Buraya geldiğim beri aldığım en doğru karar ülkeme dönmek olmalıydı. Herkesin suratına "Ben gidiyorum. Ne haliniz varsa görün !" Diye bağırmak istiyordum.
Artemis'in odasından çıkar çıkmaz ilk iş Meftun'u buldum. Benimle birlikte gelmesini istiyordum. Meftun'u en son savaş sırasında odamda bırakmış, ondan sonra onu hiç görmemiştim.
Aklıma ilk olarak ağaçta olduğu gelmişti. Doğru tahmindi. Ağacın içinde oturmuş, sigara içerken onu bulmuştum.
Yanına tırmanıp, bir dal sigara alıp, yaktım. Meftun suskundu. Onu ilk kez bu kadar sessiz görmüştüm. Bana bir garip bakıyordu.
-Meftun... Ben... Çok kötüyüm.... Sanırım sana ihtiyacım var.
-Biliyorum, anlıyorum.
-Hayır, bilmiyorsun. Sadece olan biten değil. Çok daha fazlası oldu. Alaska bana bir şeyler gösterdi. Sana bu yüzden ihtiyacım var. İstanbul'a gitmemiz gerekiyor.
-Alaska sana bir şeyler mi gösterdi?
Alaska'yla olan biten her şeyi anlattıktan sonra en az benim kadar şok olmuş gözüküyordu.
-Ama bu Alaska için Yüce Cadı demiyorlar mıydı ? Böyle bir kadın nasıl bu ismi alabilir ki?
Alaska konuştu o sırada. "Acı, benim güç kaynağımdı. Çektiğim acı kadar güçlendim. Duysallığım bana büyü gücüm konusunda hep ders oldu. Yapayalnız kaldığım, yapacak başka hiçbir şeyim olmadığı günlerde sadece büyü üzerine çalışırdım. Bu çok uzun bir zamandı ve beni en iyisi yaptı. Cadılar, içlerindeki en güçlü kişiye bu ismi takarlar. Bu yüzden de bu ismi aldım."

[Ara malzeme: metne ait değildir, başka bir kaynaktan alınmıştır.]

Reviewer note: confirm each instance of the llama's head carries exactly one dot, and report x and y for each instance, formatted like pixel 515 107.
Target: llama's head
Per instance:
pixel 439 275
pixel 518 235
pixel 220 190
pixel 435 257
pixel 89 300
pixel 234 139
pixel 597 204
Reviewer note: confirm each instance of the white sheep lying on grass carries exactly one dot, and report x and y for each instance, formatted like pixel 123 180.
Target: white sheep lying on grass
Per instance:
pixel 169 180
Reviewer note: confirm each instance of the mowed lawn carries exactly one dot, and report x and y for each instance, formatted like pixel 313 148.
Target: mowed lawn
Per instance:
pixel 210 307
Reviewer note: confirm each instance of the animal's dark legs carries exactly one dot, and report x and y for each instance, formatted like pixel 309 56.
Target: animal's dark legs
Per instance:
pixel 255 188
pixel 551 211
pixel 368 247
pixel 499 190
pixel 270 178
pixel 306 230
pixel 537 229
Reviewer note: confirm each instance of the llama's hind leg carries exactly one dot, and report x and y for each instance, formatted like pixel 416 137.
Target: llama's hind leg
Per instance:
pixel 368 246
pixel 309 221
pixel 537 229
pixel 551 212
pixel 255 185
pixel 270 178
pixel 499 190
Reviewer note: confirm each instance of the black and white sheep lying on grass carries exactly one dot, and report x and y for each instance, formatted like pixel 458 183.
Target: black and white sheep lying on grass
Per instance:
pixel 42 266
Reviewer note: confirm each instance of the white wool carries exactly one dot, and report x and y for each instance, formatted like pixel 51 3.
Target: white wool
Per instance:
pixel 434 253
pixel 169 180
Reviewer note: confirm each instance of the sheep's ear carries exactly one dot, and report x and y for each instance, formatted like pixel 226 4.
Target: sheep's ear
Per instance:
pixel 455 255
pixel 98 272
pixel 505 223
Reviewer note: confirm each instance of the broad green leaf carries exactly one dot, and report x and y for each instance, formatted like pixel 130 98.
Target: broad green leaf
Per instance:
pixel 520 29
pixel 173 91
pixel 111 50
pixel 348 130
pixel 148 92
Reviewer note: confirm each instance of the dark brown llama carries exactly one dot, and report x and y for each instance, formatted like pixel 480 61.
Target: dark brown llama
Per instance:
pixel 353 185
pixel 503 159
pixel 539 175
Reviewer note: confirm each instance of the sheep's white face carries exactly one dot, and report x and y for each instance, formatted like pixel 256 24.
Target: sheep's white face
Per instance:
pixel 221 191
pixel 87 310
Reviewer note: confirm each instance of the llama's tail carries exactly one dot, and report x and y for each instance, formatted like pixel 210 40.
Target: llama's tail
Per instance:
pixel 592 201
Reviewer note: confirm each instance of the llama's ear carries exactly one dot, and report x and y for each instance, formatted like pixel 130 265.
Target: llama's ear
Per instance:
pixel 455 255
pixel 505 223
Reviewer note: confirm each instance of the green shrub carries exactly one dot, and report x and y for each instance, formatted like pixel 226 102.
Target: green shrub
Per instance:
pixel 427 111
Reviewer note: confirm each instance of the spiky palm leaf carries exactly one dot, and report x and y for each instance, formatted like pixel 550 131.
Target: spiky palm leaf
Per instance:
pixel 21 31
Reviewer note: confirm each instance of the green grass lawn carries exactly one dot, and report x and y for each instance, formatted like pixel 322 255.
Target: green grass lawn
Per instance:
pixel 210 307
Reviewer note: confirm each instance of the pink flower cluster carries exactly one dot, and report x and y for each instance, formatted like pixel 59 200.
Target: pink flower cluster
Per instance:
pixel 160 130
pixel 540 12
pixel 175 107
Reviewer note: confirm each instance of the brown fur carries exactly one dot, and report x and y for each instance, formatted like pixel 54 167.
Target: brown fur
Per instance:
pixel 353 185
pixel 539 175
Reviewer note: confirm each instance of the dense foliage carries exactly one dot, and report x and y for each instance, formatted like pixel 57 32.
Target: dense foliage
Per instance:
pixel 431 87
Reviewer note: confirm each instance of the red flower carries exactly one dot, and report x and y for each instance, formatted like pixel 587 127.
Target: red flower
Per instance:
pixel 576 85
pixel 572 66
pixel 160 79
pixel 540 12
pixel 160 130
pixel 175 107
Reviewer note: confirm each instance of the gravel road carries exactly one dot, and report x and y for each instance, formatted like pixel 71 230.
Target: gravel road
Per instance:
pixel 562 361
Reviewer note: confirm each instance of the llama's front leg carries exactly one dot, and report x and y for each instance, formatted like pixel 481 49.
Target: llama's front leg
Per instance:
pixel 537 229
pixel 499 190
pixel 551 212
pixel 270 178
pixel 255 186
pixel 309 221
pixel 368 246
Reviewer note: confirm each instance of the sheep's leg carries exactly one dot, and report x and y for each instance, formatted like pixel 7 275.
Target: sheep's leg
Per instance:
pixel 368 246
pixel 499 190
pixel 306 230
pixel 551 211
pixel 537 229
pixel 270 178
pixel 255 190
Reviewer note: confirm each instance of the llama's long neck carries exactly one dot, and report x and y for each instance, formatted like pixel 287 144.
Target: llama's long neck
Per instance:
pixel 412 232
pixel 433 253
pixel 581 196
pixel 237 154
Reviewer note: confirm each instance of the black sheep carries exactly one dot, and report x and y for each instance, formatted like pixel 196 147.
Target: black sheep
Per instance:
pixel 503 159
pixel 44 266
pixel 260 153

Alaska'nın dediklerini tekrar ettikten sonra Meftun içinde benim içinde daha fazla şey yerine oturmuştu.
-Peki, geleceğim.
O anda kafama dank etti. Bencillik yapmıştım. Yanımda olduğu her an tehlikedeydi.
-Ancak güvenliğini sağlayamam Meftun. Bunu biliyorsun değil mi? Çok uzakta ve yalnız olacağız. Açık hedef gibi. Bu yolda ölebilir, dönemeyebilirsin. Aslında senden bunu istemem bir hataydı. Düşüncesizlik ettim. Özür dilerim.
-Bende sana bunun bir sorun olmadığını ve bunun bizim için çok doğal bir şey olduğunu; bizim bugün, yarın, sonraki gün, her daim av olduğumuzu, her zaman tehlikede olacağımızı söyledim.
-Bu konuya fazla rahat bakıyorsun. Daha yeni yaşandı, gördün. Bu kadar kalabalıkken bile kaybettik sayılır.
-En azından yıllar sonra memleketimi görmüş olurum.
-Tekrar soruyorum emin misin?
-Gayet eminim. Hem Marcus yanımızda olursa eminim güvende oluruz.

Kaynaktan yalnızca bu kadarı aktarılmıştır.